In the context of Gaussian Mixture Models (GMM), the EM algorithm iteratively improves estimates of the unknown parameters, which include the means, variances, and mixture weights of different Gaussian components within the model. The algorithm consists of two main steps: the expectation (E) step, which calculates the probability that each data point belongs to each Gaussian component based on current parameter estimates; and the maximization (M) step, which updates the parameters to maximize the likelihood of the data given these probabilities. This process repeats until convergence, effectively allowing the model to fit complex datasets by finding clusters of data modeled as mixtures of multiple Gaussians.

Historical Overview: The expectation-maximization algorithm was first introduced by Arthur Dempster, Nan Laird, and Donald Rubin in their seminal 1977 paper. Although the underlying concepts of iterative improvement of likelihood estimates were known earlier, their formalization brought significant clarity and broad application potential. The use of EM in Gaussian Mixture Models became particularly popular in the late 1980s and 1990s as computational resources allowed for handling larger datasets and more complex models.

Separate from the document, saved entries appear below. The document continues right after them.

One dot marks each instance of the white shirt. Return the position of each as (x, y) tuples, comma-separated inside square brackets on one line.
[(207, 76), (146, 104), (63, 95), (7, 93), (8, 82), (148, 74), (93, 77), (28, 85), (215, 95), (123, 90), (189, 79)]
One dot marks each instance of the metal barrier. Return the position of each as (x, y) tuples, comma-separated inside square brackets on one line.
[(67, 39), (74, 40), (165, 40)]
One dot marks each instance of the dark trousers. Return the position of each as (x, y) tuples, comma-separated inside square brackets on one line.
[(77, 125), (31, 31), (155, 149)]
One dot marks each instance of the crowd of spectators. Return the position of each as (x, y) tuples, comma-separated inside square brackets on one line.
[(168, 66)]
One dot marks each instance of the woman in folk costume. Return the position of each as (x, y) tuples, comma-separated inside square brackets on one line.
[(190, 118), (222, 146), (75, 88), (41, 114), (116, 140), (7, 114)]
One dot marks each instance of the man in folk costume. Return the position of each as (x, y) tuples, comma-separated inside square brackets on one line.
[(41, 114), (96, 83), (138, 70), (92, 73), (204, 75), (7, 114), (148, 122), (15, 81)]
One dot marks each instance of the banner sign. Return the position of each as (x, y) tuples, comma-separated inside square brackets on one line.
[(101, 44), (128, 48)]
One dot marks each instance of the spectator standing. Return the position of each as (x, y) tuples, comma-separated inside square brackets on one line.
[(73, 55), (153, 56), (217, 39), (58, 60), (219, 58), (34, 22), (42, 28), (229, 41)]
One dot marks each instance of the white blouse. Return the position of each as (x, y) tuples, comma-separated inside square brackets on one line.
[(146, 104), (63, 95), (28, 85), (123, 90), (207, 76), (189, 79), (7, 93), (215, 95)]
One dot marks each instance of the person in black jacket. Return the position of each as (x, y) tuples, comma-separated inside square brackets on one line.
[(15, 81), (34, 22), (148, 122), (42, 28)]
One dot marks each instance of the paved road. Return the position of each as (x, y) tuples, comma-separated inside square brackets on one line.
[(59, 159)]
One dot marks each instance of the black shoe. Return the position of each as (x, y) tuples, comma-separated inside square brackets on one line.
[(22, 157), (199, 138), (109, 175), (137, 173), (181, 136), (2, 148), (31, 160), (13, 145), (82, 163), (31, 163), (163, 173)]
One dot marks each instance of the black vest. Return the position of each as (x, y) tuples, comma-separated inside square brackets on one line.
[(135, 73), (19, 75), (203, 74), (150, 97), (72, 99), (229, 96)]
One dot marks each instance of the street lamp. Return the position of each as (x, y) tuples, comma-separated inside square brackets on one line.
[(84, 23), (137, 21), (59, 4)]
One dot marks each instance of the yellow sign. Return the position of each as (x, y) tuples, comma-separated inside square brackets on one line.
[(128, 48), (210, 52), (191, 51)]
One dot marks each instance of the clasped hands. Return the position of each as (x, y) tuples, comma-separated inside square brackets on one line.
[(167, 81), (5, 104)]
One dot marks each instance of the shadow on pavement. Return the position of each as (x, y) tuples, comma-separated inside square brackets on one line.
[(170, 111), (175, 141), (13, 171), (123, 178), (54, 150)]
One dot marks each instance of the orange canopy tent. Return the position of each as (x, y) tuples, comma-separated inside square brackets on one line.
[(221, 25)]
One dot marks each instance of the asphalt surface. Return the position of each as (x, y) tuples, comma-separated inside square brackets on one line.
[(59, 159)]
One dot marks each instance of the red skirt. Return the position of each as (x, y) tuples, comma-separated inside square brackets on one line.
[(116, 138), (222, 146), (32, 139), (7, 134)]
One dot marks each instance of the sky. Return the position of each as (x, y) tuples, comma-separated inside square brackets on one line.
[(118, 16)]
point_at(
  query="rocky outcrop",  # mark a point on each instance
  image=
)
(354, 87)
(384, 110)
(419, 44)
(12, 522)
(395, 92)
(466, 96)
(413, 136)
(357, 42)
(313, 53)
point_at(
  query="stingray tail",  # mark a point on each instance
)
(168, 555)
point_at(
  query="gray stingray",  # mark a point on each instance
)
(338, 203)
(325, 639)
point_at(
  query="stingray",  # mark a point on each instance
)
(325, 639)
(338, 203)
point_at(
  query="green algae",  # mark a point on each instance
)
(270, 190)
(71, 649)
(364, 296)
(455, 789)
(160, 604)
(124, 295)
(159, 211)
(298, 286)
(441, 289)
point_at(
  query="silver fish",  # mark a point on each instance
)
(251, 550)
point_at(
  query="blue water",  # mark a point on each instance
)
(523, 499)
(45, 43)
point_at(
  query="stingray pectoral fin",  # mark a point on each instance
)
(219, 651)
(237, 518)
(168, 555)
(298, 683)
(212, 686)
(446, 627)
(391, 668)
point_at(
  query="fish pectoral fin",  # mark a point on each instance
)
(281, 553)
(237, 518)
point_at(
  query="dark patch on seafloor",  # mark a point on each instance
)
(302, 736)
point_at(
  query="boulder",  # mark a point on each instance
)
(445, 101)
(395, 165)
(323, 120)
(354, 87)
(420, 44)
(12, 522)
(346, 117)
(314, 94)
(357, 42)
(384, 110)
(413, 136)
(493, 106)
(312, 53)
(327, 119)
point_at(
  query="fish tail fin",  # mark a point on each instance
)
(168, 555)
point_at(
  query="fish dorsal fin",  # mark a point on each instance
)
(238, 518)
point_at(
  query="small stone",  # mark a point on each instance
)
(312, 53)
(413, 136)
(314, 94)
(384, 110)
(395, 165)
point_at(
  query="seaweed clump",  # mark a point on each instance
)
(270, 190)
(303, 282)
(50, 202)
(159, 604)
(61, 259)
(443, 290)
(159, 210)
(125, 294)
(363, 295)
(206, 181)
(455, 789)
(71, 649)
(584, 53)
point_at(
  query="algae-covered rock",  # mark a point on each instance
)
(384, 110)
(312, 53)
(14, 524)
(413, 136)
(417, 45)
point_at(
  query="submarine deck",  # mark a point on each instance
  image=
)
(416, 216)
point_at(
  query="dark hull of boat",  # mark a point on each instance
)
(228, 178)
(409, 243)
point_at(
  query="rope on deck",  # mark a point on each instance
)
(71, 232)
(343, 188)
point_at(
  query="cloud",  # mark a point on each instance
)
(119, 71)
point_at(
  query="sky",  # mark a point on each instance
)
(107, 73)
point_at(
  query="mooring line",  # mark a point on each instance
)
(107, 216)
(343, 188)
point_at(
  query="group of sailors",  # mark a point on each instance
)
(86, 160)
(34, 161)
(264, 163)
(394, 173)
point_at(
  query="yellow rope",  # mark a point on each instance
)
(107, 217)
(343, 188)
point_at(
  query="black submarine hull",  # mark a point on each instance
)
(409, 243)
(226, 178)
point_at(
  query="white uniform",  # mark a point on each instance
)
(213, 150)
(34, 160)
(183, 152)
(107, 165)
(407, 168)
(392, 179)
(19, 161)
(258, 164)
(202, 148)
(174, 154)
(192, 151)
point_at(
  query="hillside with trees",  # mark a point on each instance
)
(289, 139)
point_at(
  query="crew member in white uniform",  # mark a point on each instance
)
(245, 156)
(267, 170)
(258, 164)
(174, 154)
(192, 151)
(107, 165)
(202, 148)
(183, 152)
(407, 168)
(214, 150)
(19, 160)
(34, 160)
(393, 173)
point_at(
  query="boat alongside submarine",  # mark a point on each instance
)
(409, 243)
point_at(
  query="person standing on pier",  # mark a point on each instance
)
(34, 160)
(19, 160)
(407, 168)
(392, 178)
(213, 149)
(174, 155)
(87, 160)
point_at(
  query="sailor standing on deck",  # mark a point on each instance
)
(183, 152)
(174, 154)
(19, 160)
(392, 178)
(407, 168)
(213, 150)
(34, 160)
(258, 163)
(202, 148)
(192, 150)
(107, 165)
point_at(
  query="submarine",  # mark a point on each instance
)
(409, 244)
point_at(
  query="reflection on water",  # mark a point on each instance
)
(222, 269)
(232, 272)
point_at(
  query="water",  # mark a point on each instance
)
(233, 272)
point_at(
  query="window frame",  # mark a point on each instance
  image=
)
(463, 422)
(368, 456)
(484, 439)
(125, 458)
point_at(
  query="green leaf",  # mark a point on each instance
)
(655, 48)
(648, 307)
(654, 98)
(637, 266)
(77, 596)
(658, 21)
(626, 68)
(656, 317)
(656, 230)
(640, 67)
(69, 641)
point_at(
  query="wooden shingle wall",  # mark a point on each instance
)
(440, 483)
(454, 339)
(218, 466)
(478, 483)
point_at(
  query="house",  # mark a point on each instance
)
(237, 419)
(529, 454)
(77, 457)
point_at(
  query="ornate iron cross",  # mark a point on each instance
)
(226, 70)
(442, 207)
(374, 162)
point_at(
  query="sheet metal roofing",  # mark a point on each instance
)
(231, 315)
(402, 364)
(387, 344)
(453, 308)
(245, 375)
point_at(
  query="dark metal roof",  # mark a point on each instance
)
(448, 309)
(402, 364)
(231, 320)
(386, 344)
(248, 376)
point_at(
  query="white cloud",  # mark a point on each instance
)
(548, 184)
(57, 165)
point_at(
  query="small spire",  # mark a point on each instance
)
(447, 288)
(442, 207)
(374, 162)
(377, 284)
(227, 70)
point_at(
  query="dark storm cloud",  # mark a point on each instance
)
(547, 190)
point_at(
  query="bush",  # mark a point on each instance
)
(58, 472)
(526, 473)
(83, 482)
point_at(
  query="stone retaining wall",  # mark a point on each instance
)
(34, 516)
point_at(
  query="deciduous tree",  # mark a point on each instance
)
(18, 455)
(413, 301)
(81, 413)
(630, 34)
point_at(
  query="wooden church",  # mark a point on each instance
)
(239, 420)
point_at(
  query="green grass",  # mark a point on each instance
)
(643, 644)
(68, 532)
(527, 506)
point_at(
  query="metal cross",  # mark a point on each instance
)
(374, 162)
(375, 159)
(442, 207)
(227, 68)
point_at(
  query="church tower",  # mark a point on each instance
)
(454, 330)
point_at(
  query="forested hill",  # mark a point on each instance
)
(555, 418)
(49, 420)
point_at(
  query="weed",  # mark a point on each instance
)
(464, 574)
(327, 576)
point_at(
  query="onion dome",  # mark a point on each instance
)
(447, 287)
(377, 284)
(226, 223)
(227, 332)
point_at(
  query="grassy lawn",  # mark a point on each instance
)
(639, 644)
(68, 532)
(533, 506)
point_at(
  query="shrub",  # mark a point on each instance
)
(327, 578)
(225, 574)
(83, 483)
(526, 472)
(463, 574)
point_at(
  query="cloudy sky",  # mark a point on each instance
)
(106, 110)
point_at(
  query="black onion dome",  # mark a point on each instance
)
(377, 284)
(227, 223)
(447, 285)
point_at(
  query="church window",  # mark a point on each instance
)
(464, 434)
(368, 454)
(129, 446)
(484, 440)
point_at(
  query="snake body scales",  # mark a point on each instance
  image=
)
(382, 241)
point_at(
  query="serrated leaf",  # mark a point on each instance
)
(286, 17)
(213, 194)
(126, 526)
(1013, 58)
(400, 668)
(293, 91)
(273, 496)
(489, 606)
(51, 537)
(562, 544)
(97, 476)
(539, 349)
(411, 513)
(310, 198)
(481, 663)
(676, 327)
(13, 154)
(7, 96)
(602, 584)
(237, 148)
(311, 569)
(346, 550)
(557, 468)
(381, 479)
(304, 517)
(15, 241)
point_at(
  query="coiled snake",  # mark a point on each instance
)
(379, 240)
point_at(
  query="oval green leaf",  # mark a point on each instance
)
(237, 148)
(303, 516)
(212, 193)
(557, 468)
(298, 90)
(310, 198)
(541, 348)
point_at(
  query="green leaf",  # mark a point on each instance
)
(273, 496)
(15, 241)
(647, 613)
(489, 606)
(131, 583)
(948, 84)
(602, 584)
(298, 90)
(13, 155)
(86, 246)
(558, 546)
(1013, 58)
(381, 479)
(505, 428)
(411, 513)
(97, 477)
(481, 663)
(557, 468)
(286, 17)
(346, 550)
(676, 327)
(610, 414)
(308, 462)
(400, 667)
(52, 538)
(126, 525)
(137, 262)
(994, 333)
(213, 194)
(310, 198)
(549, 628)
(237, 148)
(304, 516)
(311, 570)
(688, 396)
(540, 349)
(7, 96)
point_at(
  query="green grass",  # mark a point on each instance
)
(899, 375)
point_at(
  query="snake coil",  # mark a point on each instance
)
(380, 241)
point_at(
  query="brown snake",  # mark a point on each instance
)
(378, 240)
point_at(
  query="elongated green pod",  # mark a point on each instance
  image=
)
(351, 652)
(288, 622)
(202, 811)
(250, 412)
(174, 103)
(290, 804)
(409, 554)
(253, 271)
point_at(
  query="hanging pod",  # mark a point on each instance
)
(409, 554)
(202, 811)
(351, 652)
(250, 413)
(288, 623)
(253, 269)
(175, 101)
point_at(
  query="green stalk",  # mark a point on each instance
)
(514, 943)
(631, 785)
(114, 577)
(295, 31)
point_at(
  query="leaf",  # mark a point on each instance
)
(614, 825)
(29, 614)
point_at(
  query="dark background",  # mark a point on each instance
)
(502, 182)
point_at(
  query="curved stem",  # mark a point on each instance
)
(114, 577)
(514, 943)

Key Contributors: Arthur P. Dempster, Nan M. Laird, and Donald B. Rubin are credited with the formal introduction of the EM algorithm. Their work provided a robust framework for the application of these methods in various fields, including statistics and machine learning. The integration of EM with GMMs has been further explored by numerous researchers in the field of machine learning and statistics, adapting and optimizing it for different applications and challenges.